Labor leaders were quick to seize the opportunity to both encourage labor rights abroad and stop incentives for investment to some of the most egregious offenders. Several countries were singled out in testimony as being undeserving of GSP benefits since labor conditions did not meet minimum standards.
"The implicit assumption here is that a lot of jobs move overseas because of the exploitation of workers overseas," said Doug Meyer of the IUE. By keeping countries from receiving GSP benefits that don't allow free association or guarantee minimum wage and working conditions, U.S. unions can champion the cause of workers worldwide, while stymieing corporate flight from the United States.
Yet, championing the cause of workers worldwide is precisely where many U.S. unions have failed to prove effective. Instead of concentrating on measures to redress the imbalances between the workers of the United States and the Third World-the root cause of corporate flight-unions have focused on stop gap efforts to keep plants open, gain prior notice of plant closings, and enact protective legislation.
International unionization, however, is rife with obstacles. From charges of paternalism and severe wage discrepancies to the resource and logistical difficulties involved, the task is all but overwhelming.
Even with these obstacles, however, uniting workers internationally is the only viable long-term solution available to the plight of U.S. workers.
"It's the most realistic alternative-to use the resources of organized labor in order to establish channels of communications between workers across international borders," said M. Patricia Fernandez Kelly, at the Center for U.S.-Mexican Studies.
But unionizing in the Mexican border towns will be difficult. The industries that are the most prevalent are textiles and electronics, two areas where it has been hard for U.S. labor to gain a firm hold, even in the United States.
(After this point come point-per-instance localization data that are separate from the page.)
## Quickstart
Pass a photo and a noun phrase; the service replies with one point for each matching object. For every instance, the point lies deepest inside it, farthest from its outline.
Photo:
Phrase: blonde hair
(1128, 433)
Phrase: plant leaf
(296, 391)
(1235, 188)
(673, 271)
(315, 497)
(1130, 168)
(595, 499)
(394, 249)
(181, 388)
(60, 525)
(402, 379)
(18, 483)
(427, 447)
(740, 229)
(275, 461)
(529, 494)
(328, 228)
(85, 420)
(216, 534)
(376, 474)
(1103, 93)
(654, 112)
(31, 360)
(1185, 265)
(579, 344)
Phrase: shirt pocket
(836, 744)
For example, in 1983 11,000 workers at a Zenith plant in Reynosa, Mexico walked out in one of the largest and most promising unionization attempts. The workers, nearly all of them women, were angered over the fact that they were not allowed to elect their own union representatives. Although the strike was long and well-organized, in the end it was broken and the workers gained little.
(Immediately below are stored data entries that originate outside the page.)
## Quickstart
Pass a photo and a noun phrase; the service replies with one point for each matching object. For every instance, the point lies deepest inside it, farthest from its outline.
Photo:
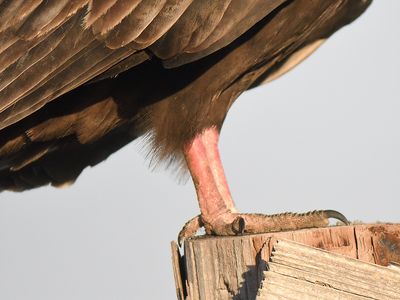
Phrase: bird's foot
(229, 224)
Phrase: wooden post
(233, 267)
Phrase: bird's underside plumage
(80, 79)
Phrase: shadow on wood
(233, 267)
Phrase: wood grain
(233, 267)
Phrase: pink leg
(208, 175)
(218, 212)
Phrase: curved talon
(259, 223)
(190, 228)
(329, 213)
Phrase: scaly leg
(219, 215)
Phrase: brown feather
(69, 100)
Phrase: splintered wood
(235, 267)
(296, 271)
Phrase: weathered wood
(232, 267)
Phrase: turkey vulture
(80, 79)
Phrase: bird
(80, 79)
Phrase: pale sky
(325, 136)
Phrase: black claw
(336, 215)
(238, 225)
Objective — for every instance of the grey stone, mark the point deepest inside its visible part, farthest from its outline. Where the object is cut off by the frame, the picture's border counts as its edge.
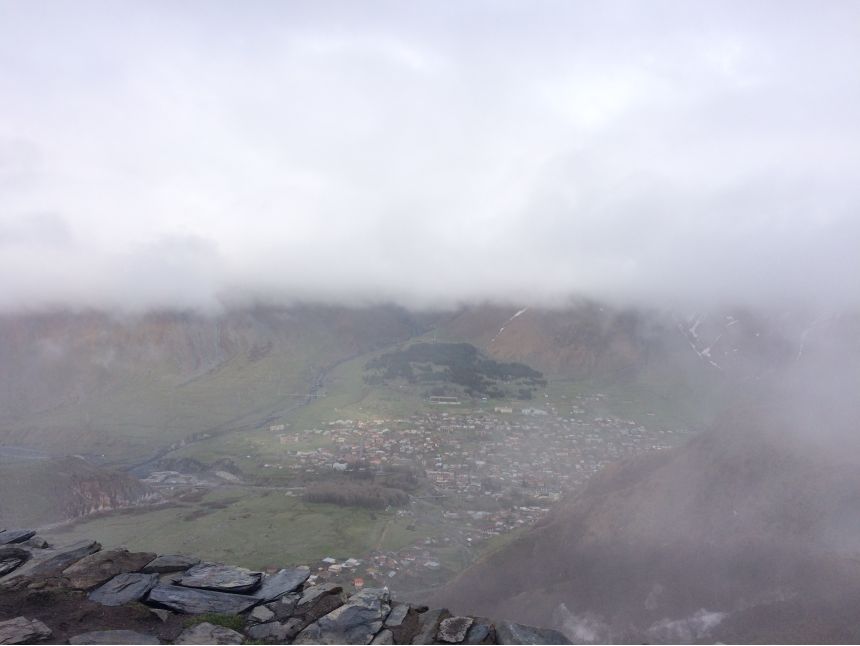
(481, 632)
(161, 613)
(38, 542)
(170, 578)
(282, 582)
(97, 568)
(206, 633)
(428, 624)
(124, 588)
(193, 601)
(453, 629)
(8, 536)
(271, 631)
(11, 558)
(397, 615)
(285, 606)
(170, 563)
(312, 594)
(508, 632)
(21, 629)
(114, 637)
(224, 578)
(355, 622)
(261, 614)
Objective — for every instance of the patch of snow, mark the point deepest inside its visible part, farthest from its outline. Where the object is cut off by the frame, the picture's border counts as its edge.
(502, 329)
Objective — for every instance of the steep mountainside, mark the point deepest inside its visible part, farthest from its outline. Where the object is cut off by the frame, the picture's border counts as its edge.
(751, 532)
(37, 492)
(91, 382)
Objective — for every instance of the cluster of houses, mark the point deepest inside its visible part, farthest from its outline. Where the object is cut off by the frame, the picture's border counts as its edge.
(489, 472)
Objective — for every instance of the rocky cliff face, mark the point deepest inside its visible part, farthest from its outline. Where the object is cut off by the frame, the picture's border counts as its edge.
(51, 491)
(79, 594)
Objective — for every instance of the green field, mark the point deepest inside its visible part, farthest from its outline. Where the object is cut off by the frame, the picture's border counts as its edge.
(249, 527)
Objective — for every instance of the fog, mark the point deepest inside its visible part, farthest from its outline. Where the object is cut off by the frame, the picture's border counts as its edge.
(202, 154)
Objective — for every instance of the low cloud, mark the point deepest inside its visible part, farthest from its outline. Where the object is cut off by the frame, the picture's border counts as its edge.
(171, 155)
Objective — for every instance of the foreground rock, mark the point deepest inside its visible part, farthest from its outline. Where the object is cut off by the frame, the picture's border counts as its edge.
(355, 622)
(170, 563)
(21, 629)
(195, 602)
(95, 569)
(114, 637)
(140, 594)
(8, 536)
(223, 578)
(206, 633)
(50, 563)
(282, 582)
(511, 633)
(453, 630)
(124, 588)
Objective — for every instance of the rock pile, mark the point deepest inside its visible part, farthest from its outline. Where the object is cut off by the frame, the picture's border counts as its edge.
(143, 598)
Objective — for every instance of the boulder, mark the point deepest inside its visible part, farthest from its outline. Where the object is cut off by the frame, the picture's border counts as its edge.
(274, 631)
(397, 615)
(285, 607)
(453, 629)
(170, 563)
(324, 599)
(481, 632)
(508, 632)
(161, 613)
(428, 625)
(193, 601)
(355, 622)
(224, 578)
(282, 582)
(261, 615)
(97, 568)
(206, 633)
(21, 629)
(124, 588)
(50, 563)
(114, 637)
(8, 536)
(11, 558)
(38, 542)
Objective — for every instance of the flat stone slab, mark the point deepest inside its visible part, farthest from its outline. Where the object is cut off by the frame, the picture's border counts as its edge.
(52, 562)
(21, 629)
(206, 633)
(12, 558)
(124, 588)
(397, 615)
(273, 631)
(114, 637)
(355, 622)
(453, 629)
(224, 578)
(428, 624)
(193, 601)
(95, 569)
(170, 563)
(8, 536)
(283, 582)
(508, 632)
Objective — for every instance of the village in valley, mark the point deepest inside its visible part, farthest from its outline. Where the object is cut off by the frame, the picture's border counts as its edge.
(483, 474)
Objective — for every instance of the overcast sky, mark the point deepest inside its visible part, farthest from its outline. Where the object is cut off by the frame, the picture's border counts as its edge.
(195, 153)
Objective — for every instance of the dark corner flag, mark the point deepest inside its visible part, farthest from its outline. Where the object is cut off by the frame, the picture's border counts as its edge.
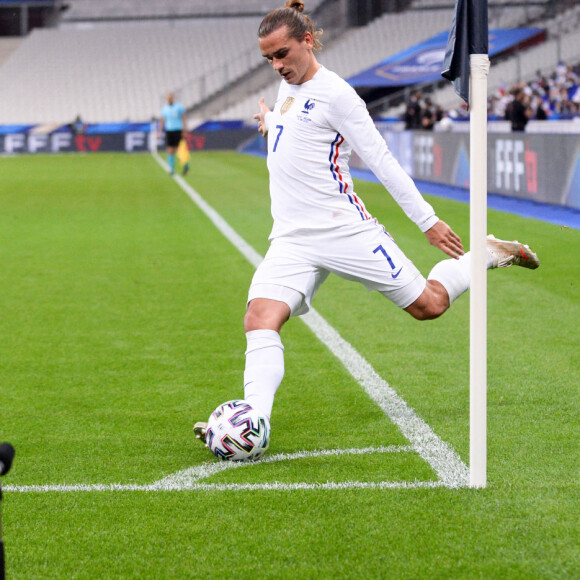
(467, 65)
(468, 35)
The Mexican unions have been hesitant to aggressively unionize for fear U.S. companies could easily find another maquiladora along the border with which to do business. "The unions don't want to kill the hens that lay the eggs," said Fernandez Kelly.
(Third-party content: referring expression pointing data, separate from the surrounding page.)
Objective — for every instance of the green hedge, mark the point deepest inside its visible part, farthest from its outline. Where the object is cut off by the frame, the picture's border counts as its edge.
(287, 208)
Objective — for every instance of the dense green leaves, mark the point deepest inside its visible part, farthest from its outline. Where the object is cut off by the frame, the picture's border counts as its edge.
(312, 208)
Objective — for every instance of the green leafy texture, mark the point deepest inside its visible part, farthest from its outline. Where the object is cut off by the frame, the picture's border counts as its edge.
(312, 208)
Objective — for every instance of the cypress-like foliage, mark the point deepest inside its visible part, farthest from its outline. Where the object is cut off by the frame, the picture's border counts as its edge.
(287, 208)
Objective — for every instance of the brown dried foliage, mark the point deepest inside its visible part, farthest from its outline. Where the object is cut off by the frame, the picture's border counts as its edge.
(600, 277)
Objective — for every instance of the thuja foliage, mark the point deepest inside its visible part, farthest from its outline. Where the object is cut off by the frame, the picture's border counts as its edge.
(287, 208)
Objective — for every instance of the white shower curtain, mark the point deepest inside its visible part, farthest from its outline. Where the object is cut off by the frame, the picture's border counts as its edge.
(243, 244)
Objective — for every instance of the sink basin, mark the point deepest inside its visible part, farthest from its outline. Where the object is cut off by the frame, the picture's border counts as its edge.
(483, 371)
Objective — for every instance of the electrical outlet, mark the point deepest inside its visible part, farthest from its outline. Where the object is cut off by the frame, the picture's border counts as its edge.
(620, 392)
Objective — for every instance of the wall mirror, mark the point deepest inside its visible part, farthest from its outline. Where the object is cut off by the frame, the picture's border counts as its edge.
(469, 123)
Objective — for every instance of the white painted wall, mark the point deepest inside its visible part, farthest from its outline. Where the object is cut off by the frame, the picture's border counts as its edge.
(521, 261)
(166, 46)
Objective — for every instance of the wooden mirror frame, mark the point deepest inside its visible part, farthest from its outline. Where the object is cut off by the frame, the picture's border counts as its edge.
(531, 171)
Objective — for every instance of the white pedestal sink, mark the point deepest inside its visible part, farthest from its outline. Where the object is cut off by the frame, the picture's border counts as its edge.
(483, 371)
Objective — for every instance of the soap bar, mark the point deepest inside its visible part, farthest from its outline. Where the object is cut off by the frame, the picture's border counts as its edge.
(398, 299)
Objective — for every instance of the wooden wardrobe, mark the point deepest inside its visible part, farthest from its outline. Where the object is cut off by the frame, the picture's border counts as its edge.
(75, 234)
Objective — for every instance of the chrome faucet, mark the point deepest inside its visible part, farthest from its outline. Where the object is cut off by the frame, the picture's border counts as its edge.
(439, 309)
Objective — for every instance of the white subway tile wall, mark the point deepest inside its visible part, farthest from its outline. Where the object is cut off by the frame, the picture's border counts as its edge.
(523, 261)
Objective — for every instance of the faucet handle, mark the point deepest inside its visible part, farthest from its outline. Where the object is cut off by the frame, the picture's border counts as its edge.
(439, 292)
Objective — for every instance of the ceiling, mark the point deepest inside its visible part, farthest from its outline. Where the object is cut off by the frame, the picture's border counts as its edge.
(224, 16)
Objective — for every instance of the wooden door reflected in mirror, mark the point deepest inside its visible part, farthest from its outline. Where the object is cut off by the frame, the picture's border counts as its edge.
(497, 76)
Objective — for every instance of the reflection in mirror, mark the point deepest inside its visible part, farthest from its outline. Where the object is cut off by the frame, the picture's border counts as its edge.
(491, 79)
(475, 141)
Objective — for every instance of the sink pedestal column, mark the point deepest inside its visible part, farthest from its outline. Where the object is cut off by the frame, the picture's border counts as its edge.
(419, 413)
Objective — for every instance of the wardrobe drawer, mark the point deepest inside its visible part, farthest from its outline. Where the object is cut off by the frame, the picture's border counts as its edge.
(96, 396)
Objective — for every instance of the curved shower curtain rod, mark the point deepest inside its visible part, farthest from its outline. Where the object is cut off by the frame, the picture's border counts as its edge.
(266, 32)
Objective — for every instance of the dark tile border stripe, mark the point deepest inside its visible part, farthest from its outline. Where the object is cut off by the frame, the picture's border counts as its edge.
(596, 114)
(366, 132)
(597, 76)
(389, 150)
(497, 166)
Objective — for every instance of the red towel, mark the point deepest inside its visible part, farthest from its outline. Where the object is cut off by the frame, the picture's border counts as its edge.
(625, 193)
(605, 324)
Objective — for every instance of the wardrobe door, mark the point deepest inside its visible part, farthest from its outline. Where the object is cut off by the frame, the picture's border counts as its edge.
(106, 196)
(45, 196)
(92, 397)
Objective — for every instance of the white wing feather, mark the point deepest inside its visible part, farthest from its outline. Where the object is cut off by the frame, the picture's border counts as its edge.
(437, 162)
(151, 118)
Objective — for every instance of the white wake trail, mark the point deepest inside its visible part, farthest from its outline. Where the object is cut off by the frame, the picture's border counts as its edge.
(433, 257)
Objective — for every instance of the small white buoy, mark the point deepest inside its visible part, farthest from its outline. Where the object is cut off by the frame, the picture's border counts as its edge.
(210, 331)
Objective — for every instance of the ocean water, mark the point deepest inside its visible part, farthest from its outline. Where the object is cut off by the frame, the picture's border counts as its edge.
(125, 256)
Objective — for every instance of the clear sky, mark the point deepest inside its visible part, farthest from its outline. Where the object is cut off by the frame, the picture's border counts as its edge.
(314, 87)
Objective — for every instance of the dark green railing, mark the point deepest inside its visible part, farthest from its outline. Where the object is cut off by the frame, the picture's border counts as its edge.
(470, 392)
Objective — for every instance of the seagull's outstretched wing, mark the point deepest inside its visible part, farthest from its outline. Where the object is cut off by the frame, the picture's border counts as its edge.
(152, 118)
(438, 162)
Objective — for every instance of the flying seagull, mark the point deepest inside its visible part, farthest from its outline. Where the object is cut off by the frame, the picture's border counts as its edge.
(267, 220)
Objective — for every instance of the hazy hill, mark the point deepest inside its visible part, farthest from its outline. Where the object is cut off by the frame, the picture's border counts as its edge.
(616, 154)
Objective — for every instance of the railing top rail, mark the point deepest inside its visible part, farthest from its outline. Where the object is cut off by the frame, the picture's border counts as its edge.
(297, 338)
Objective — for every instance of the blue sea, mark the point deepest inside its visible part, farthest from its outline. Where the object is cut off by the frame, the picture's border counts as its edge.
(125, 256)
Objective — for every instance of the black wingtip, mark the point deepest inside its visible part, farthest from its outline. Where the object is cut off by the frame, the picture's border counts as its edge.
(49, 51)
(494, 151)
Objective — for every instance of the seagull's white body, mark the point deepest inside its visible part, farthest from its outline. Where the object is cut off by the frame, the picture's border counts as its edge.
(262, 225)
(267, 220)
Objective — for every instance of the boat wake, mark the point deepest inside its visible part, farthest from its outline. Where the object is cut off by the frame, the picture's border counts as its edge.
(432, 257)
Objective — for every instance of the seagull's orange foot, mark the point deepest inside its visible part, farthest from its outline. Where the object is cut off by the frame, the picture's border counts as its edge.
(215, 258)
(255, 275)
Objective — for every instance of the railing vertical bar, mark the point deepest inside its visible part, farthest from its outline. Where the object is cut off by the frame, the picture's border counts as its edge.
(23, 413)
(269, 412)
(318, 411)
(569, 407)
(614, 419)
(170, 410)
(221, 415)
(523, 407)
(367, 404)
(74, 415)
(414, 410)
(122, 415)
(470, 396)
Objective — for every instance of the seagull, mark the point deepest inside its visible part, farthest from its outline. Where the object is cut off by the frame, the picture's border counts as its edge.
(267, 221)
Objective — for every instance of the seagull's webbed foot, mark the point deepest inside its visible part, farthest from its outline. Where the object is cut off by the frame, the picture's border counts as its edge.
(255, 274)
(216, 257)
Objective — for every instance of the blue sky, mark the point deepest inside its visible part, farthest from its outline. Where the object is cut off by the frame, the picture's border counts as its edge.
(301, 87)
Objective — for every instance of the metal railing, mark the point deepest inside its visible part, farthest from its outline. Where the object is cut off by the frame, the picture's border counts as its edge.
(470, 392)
Industry-wide multinational unions, however, could stop the pitting of border towns against each other and help curb corporate flight. But the primary obstacle to multinational unionization-disagreement over how to best overcome wage discrepancies between U.S. and Third World laborers-remains.
For Doug Gamble in Tennessee, however, the wage differential is not the dividing factor but what can potentially unite Mexican and U.S. workers. Neither, says Gamble, is getting a fair or livable wage from their multinational employees.
"It's real clear evidence why workers in this country and workers in Mexico have got exactly the same objectives," he says. "In the long run if we don't work together they're just going to keep playing us all off each other until everybody is poor."
But, adds Gamble, "How you translate that into anything other than frustration is a mystery to me."
Aaron Freiwald is a freelance writer currently based in Mexico City, Mexico.